Just days before he succeeded Bill Gates as Microsoft's chief software architect, Ray Ozzie last week heralded a new era of "services disruption" that he claimed will transform the way enterprise IT infrastructures and business systems are designed, deployed, managed and used.
But the attempt by Ozzie, then Microsoft's chief technical officer, to spin a corporate IT angle for the company's Internet-based "Live" services strategy failed to strike a uniformly resonant chord. IT professionals at Microsoft's TechEd 2006 conference in Boston were mixed on whether they think their companies will take advantage of the services in the next couple of years -- or if they ever will.

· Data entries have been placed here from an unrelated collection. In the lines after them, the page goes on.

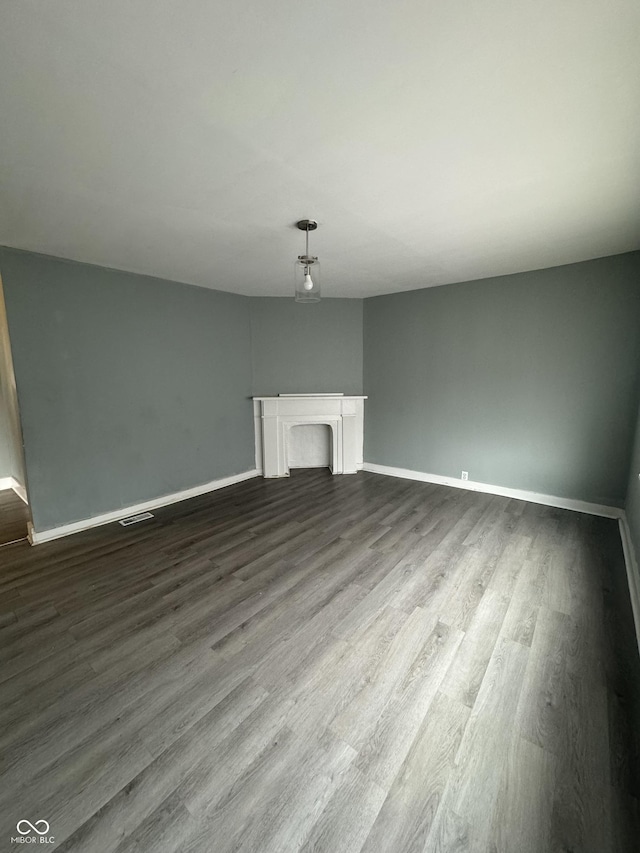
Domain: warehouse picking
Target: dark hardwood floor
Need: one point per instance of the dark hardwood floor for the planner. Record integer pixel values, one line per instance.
(14, 515)
(334, 664)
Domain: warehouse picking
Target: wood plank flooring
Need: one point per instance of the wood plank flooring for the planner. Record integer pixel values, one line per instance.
(336, 664)
(14, 515)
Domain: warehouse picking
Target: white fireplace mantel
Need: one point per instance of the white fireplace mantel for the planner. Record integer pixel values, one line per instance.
(275, 417)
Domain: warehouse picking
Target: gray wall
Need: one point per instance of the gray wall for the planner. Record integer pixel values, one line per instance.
(526, 381)
(298, 348)
(11, 458)
(633, 492)
(130, 387)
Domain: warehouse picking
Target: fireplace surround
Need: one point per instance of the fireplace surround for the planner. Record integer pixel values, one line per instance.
(275, 417)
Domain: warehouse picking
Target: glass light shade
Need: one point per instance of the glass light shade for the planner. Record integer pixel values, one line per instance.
(307, 279)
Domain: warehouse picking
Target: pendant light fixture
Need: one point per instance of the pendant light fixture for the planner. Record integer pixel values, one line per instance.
(307, 269)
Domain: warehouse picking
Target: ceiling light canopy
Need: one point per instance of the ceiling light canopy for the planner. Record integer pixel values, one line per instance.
(307, 269)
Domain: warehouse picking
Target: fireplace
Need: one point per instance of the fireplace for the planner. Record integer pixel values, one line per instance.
(276, 417)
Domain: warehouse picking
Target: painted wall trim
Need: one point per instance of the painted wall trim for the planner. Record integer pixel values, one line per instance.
(633, 573)
(12, 483)
(518, 494)
(36, 537)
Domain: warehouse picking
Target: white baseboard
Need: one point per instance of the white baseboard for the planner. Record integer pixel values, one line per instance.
(38, 536)
(633, 573)
(518, 494)
(12, 483)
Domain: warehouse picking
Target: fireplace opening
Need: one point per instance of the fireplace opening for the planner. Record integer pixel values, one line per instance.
(309, 446)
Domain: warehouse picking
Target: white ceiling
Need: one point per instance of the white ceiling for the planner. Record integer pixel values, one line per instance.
(433, 141)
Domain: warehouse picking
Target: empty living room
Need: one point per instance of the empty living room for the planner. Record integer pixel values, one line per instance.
(320, 426)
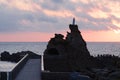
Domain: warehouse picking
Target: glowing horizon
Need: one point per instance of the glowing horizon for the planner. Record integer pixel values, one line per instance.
(39, 20)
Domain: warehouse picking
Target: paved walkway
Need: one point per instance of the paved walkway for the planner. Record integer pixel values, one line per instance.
(31, 70)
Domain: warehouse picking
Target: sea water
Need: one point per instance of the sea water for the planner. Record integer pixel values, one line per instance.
(94, 48)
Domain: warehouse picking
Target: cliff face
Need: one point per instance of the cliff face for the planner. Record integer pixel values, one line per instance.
(71, 53)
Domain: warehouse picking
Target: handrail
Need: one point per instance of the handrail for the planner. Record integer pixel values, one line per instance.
(19, 62)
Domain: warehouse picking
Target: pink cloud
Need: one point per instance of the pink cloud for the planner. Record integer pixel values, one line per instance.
(97, 13)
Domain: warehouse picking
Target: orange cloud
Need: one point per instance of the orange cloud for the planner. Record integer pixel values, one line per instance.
(100, 36)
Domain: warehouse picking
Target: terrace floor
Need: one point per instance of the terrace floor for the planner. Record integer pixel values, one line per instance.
(31, 70)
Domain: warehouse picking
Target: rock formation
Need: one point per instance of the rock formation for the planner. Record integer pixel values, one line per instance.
(69, 54)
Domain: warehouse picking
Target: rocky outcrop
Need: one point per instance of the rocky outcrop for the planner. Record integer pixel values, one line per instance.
(69, 54)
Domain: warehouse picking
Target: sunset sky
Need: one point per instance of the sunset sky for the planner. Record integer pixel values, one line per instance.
(38, 20)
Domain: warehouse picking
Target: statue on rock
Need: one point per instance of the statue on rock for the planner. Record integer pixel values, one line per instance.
(70, 54)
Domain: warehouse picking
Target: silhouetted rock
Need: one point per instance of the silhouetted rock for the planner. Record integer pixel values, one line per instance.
(70, 54)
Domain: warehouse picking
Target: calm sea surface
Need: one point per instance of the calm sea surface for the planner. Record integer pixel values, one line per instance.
(94, 48)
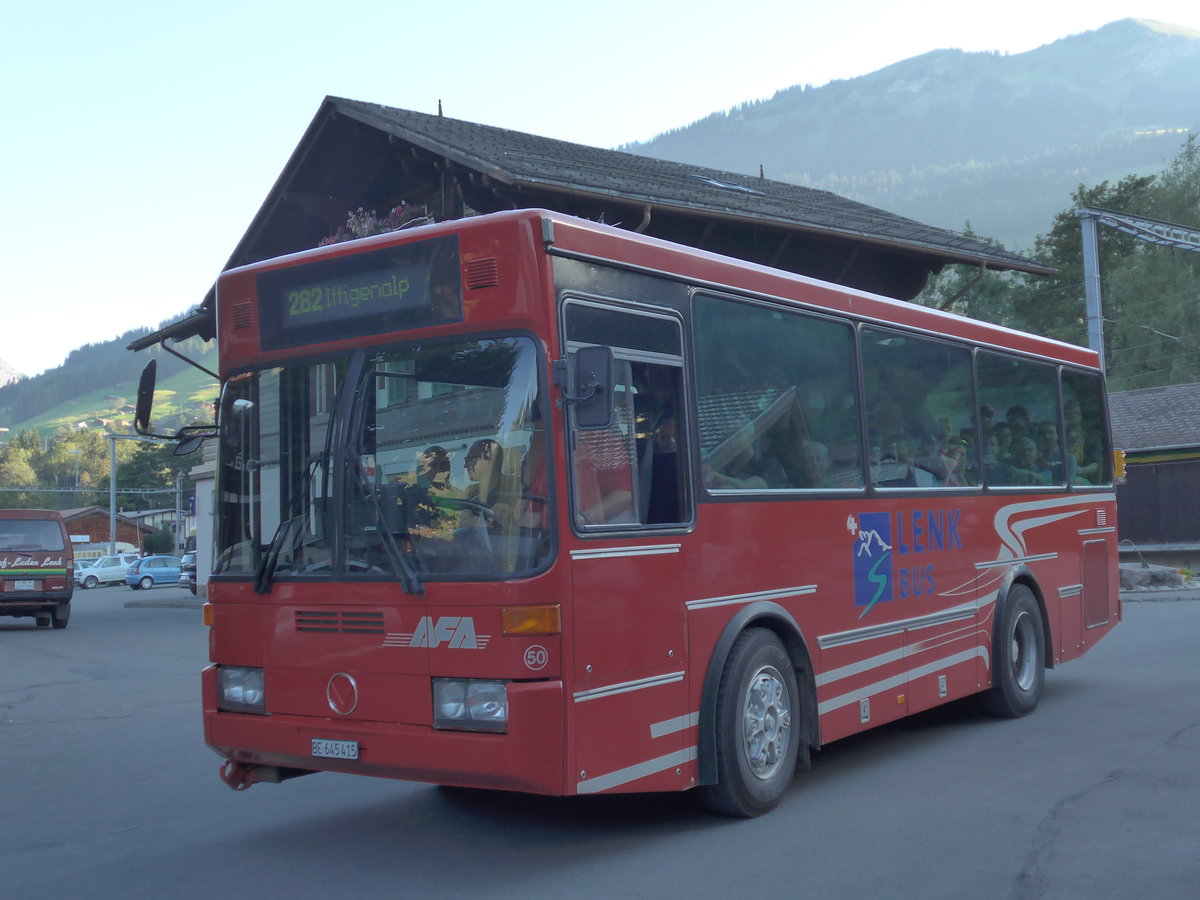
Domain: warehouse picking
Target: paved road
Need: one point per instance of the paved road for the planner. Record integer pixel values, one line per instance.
(107, 790)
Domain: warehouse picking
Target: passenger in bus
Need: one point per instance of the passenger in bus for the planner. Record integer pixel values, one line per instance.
(604, 477)
(485, 466)
(433, 469)
(535, 478)
(1025, 463)
(743, 471)
(1018, 418)
(1003, 436)
(1083, 443)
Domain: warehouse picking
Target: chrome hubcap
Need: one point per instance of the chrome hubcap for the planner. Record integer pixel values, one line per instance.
(1025, 647)
(766, 723)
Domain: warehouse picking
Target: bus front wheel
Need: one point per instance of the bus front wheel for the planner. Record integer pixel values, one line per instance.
(1020, 658)
(756, 721)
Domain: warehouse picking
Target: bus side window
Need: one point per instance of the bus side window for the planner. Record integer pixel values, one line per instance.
(777, 400)
(1026, 447)
(631, 473)
(1084, 420)
(918, 405)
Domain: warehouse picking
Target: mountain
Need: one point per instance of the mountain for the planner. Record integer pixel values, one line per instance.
(96, 385)
(7, 373)
(952, 137)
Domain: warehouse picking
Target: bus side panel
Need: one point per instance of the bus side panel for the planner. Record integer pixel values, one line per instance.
(631, 730)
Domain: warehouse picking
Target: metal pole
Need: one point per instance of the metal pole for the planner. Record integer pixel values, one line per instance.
(112, 495)
(1092, 286)
(179, 511)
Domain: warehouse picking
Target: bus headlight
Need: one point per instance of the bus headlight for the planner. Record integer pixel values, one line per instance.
(240, 690)
(471, 705)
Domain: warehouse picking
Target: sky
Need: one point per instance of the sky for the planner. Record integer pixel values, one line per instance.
(141, 137)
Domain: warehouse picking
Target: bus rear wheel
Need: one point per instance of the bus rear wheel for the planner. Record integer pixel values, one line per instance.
(1020, 658)
(756, 723)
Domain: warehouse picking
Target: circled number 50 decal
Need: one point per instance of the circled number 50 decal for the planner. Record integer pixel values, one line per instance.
(537, 658)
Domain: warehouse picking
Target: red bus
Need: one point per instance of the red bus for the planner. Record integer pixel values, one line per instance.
(531, 503)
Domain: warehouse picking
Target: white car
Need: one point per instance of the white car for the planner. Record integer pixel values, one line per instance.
(106, 570)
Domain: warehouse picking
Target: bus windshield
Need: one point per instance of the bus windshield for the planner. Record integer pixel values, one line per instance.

"I'm very skeptical," said Justin Smith, a New York -based senior messaging and collaboration administrator atSodexho. Smith said the food and management services company's IT department is accustomed to delivering a certain level of technical support that he isn't sure an outside vendor could reliably match. "I believe in having assets internal rather than external, if it's a cost wash or similar," he added.
But Ozzie's name alone carried enough credibility for David Porter, a software engineer at Progressive Casualty Insurance, Ohio, to at least give the services pitch consideration. Porter said he has been impressed with Ozzie since he gained fame as the father of Notes at Lotus Development. Ozzie later founded Groove Networks, which Microsoft acquired last year.
Not surprisingly, Microsoft isn't suggesting that IT departments make a whole-hog switch from packaged software to online services. Ozzie said the company recognizes that the transformation will occur over a period of years. Microsoft is taking a "very pragmatic approach," blending desktop and server software with a set of its own enterprise service offerings, plus others provided by business partners, he noted. That will enable IT managers to "make the right trade-offs" for their companies, he said.
Ozzie and other Microsoft executives cited several examples of services that might appeal to corporate IT managers. An IT department could offload e-mail to Microsoft's Exchange Hosted Services. Windows Live Search, which is in beta testing, will allow end users to bring together in a single query information from their PCs, Microsoft's SharePoint collaboration software, enterprise applications and the Internet.
In addition, Ozzie noted that Microsoft plans to federate its Windows Live identity service with Active Directory to enable authenticated users to access a vast array of Internet-based services without having to create a separate identity for each one. His keynote speech made use of Microsoft's Windows Live Virtual Earth mapping technology to trace his employment roots in a display so detailed that attendees could see the colors of buildings where he used to work.
Joel Zinn, a Tulsa-based senior IT developer at American Electric Power Co., said the Virtual Earth technology could help the utility's service technicians as they respond to calls. But like other users, Zinn said he harbors doubts about services such as hosted Exchange, especially at a company as geographically dispersed as AEP, which is based in Columbus, Ohio, and has 5 million customers in 11 states.
"Utilities tend to be conservative, so [company executives] would have to be convinced that there's a good return on it," Zinn said.
Andy Gorman, a senior technologist at a major financial institution, said Microsoft's services vision had a "pie in the sky" feel to him. "It's good in concept," he said. "I just can't see it being implemented in the next 10 years, and I don't think many companies are ready for it. They wouldn't buy it culturally."
Many users also would be on pins and needles over concerns about information security and a lack of control over their data, he said.
But Gartner analyst Daryl Plummer said such concerns are perennial and have yet to stop any Web-based, service-oriented architecture or software-as-a-service efforts from going forward. Plummer, in fact, said he thinks Microsoft will have to move farther away from software infrastructures than it is now, and toward services.
Microsoft's own software licensing scheme is paving the way toward broader adoption of online services, said the chief technology architect at a major food-processing company. Many Microsoft users already pay a yearly software fee, noted the architect, who asked not to be identified. Shifting to a services model is the next step, he said.
But some TechEd attendees still had trouble getting their arms around the new approach that Ozzie laid out.
"I can't relate to what they're doing," said Tyrone Boyd, associate director of network services at Howard Universityin Washington. "It just doesn't register with me yet."